My hardest was from 0-1 too.  I thought 2-3 was pretty easy but #2 was such an easy baby.  I thought 2-3 wasn't too bad but the older two were a bit older and they helped me out some.  I'm hoping 3-4 isn't like 3-100.  I'm a little nervous this time.

post #17 of 18

The hardest for me for was going from 1 to 2.  But my first two were my closest pregnancies, also.  With one kid, it's just not that big of a deal, you can still pick up and go pretty much, but when you've got two in carseats and diapers, it just changes everything.

However, my house didn't really fall apart until after #3 came along.LOL  I kept it under control until she was a few months old, but it slid downhill.  If it hadn't been for Flylady, we would have lived in chaos from then on!

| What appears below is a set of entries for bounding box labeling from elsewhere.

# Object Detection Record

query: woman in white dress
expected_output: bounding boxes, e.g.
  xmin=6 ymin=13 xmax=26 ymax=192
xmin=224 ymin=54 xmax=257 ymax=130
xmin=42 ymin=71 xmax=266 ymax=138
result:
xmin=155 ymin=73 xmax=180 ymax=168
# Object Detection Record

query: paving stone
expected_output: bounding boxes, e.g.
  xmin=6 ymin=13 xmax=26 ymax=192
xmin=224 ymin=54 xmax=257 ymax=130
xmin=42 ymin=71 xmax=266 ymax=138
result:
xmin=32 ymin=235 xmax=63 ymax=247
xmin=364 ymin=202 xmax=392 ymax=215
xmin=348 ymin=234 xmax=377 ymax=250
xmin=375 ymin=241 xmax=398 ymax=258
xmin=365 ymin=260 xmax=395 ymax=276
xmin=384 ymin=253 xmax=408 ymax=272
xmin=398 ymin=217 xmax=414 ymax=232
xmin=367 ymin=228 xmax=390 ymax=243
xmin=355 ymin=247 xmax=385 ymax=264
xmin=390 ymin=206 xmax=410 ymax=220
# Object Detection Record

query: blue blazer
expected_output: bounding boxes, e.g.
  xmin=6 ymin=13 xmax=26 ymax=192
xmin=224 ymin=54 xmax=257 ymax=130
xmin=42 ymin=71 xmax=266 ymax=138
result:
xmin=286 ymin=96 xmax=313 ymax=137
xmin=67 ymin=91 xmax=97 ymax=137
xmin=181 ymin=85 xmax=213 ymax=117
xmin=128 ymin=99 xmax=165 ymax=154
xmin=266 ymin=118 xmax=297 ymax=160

Going from 3 to 4 was an easy transition, and 4 to 5 was even easier.  But once you have older children to be extra hands (and I home school, so they are always around), it just isn't as stressful to have a baby.  And, for me, I got more and more content to simply stay home.  The biggest hassle is getting them all ready to go somewhere, but the older kids can help the younger ones.  I usually only have to worry about myself and the "baby".  Once the twins are born, I will only need to worry about them, and my toddler will be someone else's responsibility when it's time to go out.;-)  And that's if she isn't taking care of herself by then; she's pretty independent.

So I will warn you that the ages between your #2 and #3 are a prime age for jealousy issues.  Right around 2yo seemed to be about the worst time for kids to handle a new sibling.  Three to three and a half seems to be a prime time, from my experience.  They are old enough to feel that they don't need much babying, and can welcome a younger sibling with open arms.  At 1yo, they don't seem to care too much about a sibling, so that works, too, if you can handle having two babies!LOL  I've never had a spread longer than 3 1/2 years, so I can't speak to that.

post #18 of 18

I shouldn't have opened this thread since I"m going from 1 to 3 with no 2 in between!  :)  Think of that and it will help calm you!